Last year, Snead featured the sinker 41.9% of the time. It was classified as a runner, usually sitting near 93 MPH with the third most horizontal movement in baseball. Measured at 112 stuff+ and 100 command+, the metrics signified the sinker is a decent pitch that Snead commands in average fashion. Naturally, to a left-handed hitter the pitch has a 129 stuff+, elevating it to a real weapon in left on left situations. In the first half the pitch had a 29% ground ball rate, which is below league average. It improved to a 57% GB% in the second half, although slightly more hitters barreled up the pitch. Overall, it only generated a swinging strike 14% of the time, which is above league average, scored a +6 run value, which is pretty bad.

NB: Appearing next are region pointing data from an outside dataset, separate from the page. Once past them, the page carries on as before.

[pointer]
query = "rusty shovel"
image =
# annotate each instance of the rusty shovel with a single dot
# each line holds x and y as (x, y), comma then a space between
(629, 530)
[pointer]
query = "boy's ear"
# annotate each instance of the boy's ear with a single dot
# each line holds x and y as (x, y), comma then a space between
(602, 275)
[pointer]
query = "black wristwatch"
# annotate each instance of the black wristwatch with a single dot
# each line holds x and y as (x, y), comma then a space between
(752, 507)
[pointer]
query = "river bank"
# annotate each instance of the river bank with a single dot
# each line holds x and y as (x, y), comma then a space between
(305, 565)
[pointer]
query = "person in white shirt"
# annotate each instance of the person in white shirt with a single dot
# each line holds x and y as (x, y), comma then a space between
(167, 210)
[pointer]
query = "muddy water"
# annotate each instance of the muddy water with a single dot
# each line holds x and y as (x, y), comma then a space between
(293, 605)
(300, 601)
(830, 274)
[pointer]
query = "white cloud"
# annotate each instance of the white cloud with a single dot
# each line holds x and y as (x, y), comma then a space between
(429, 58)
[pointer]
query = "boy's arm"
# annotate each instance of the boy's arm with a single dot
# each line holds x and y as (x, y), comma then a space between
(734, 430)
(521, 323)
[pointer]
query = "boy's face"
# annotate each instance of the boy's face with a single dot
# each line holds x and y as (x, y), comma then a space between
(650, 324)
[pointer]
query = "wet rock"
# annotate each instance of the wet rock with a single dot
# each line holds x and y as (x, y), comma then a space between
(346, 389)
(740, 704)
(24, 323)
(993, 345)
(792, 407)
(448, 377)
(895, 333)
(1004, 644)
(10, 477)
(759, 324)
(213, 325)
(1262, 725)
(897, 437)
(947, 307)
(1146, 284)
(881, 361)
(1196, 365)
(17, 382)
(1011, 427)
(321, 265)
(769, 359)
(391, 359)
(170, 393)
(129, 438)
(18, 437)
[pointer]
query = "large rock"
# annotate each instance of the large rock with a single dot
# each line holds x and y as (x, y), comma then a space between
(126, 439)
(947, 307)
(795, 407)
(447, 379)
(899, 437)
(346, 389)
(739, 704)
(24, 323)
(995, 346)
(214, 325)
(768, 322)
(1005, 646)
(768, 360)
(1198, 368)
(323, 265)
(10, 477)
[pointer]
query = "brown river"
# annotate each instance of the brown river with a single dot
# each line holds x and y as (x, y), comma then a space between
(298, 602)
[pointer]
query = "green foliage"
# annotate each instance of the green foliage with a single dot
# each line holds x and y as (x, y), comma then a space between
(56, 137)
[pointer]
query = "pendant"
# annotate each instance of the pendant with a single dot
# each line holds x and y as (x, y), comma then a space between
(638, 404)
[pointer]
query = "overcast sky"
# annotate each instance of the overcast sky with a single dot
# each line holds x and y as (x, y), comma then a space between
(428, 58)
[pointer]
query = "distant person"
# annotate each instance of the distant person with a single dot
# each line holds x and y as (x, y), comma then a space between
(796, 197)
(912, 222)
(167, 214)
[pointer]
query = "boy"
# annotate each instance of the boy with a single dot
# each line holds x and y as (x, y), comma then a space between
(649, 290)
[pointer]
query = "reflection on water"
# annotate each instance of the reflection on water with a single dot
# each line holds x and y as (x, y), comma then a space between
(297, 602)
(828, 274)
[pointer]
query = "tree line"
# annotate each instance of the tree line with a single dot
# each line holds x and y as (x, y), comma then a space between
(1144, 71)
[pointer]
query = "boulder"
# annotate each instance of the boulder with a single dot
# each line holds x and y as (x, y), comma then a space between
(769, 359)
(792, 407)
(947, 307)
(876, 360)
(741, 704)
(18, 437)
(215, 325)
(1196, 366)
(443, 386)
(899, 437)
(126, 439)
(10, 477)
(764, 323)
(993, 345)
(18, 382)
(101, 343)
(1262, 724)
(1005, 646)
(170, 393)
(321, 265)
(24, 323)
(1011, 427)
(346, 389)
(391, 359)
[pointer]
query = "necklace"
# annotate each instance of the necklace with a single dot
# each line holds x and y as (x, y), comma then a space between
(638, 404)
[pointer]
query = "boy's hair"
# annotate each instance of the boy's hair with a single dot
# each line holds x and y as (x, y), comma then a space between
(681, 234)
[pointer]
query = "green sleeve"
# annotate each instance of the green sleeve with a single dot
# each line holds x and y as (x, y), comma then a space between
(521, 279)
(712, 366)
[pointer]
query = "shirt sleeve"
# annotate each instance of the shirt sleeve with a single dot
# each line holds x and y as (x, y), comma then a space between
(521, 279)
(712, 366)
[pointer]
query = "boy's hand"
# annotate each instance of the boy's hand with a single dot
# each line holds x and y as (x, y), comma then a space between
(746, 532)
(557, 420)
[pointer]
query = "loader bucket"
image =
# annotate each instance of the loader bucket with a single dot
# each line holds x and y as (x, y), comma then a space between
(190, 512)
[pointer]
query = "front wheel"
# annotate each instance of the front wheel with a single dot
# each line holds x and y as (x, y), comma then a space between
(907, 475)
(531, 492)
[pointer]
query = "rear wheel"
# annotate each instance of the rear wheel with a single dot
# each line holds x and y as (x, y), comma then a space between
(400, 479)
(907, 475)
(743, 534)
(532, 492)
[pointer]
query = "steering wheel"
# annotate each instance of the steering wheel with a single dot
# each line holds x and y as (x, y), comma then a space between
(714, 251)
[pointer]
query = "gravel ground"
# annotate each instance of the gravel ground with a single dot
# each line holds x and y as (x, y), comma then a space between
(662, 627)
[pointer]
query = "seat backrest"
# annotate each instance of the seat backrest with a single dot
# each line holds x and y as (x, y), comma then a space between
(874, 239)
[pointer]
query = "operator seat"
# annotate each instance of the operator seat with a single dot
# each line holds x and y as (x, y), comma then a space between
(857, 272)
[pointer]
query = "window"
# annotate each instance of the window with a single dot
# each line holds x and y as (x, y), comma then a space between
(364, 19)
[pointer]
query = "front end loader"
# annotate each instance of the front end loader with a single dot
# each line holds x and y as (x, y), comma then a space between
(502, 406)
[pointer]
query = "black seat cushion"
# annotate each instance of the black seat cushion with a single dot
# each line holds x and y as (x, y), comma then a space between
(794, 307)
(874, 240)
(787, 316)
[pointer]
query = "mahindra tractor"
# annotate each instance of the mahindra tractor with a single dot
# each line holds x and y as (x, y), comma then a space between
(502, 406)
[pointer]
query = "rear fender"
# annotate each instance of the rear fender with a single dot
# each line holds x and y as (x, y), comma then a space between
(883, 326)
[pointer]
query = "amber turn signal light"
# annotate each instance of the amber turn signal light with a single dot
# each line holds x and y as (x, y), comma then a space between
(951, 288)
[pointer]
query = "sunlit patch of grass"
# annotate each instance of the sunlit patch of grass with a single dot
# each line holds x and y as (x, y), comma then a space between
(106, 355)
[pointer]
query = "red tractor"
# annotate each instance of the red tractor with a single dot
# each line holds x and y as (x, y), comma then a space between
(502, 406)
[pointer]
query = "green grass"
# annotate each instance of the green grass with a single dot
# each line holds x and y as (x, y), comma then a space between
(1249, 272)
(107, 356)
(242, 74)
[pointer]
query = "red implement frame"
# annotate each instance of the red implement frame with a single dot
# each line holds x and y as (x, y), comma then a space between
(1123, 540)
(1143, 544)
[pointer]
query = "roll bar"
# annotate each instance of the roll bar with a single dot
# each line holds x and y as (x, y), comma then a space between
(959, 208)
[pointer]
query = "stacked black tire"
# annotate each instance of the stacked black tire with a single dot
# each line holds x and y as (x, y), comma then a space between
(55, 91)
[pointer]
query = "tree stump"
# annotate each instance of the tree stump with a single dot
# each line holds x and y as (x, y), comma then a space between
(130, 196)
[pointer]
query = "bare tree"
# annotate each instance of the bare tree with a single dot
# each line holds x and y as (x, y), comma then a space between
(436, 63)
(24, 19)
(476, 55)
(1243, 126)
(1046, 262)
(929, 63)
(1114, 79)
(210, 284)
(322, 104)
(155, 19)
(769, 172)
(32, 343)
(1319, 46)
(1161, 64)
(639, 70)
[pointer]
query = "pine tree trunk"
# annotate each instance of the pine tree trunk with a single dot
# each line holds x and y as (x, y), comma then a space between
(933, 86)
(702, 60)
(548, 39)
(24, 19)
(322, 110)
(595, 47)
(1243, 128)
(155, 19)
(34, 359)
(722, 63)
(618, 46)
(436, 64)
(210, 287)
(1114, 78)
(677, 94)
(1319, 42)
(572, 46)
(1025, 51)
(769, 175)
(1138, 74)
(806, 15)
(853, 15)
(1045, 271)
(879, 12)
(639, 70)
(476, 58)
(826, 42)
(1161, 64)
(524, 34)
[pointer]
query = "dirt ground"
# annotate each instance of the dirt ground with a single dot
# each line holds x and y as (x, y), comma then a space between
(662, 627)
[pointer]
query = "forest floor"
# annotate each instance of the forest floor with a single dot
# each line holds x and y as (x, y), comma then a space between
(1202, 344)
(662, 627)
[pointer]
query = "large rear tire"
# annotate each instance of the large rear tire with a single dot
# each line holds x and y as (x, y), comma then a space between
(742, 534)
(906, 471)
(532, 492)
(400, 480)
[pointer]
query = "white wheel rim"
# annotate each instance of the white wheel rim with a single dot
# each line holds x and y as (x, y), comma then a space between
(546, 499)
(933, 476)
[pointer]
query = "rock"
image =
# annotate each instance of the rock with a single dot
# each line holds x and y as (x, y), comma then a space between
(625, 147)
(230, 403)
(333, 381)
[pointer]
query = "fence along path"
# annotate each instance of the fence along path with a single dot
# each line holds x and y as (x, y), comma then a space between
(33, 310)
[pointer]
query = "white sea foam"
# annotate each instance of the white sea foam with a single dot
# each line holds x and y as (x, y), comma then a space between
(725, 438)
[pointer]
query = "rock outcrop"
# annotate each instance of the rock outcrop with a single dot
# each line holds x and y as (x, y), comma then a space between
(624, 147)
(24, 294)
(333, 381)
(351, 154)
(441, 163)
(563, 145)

Snead threw the slider 37% of the time last season and it had an average 2792 rpm's. With 41 inches of drop, it may not be the nastiest slider (101 stuff+) but Snead commands it brilliantly (130 command+). The splits here are dramatic, with a 159 stuff+ for left handed hitters and 45 stuff+ for right handed hitters. During the first half this was his predominant pitch, and it scored just below league average in almost every category. He threw it 12% less in the second half- slashed the barrel% in half and almost doubled the GB%. While it generated a 25% whiff%, the swinging strike rate was only 3%.
Combining all his pitches, Snead has a 103 stuff+ and 109 command+. That's in the upper half of stuff and places him in the top 6% of pitchers in baseball for command. I will pause here, as this probably seems to be a barrage of statistics. Snead gets a lot of horizontal movement on his pitches and generally can command them well. Although that's not exactly shown in the walk department, partially since he only threw a first pitch strike two thirds of the time in 2022.
His offerings sport better expected statistics than reality and he seemed to settle into a groove after clawing his way back into the bullpen later in the season. Especially when the top half of the bullpen was wiped out from injury, Snead gained trust from the manager. I believe this signifies a floor as a back end reliever, with continued room to improve as a real high leverage weapon.
What do you think? Please discuss memories on Kirby Snead's season and theories/projections on his potential future in Oakland.